IntentVCNet: Bridging Spatio-Temporal Gaps for Intention-Oriented Controllable Video Captioning

Runner-up Solution in "IntentVC: Intention-Oriented Controllable Video Captioning"@ACM MM'25

This implementation is an easy start based on InternVL.

1.Environmental settings

conda create -n internvl python=3.10
conda activate internvl

cd internvl_chat
pip install -r requirements/internvl_chat.txt

2.Preparing the dataset

Download the IntentVC dataset and place it under ‘/data/mm2025/IntentVC'.
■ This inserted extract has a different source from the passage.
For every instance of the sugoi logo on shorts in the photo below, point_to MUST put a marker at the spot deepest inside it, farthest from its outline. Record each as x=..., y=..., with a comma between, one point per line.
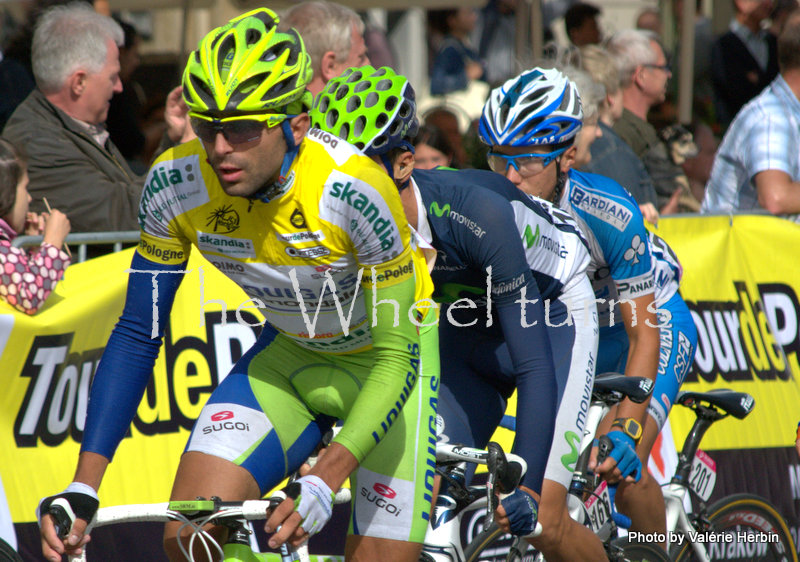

2.1. prepare npy foramt bboxes

python generate_npy_bboxes.py

Running this command will generate the corresponding "object_bboxes.npy" file in the .mp4 upper folder

2.2. prepare dataset info

The dataset is already configured, you only need to modify the root directory in the info. Just modify internvl_chat/shell/data/intentvc_caption.json

{
  "intent_data": {
    "root": "/data/mm2025/IntentVC",
    "annotation": "shell/data/intentvc_data-text.jsonl",
    "data_augment": false,
    "repeat_time": 1,
    "length": 4900
  }
}

Replace "root" with the desired path

2.3. download pretrained weight

InternVL3-8B

InternVL3-14B

3.Start training

sh shell/internvl3.0/2nd_finetune/roiattention_ml.sh

The details of the script are listed below.

set -x

GPUS=${GPUS:-4}
BATCH_SIZE=${BATCH_SIZE:-16}
PER_DEVICE_BATCH_SIZE=${PER_DEVICE_BATCH_SIZE:-1}
GRADIENT_ACC=$((BATCH_SIZE / PER_DEVICE_BATCH_SIZE / GPUS))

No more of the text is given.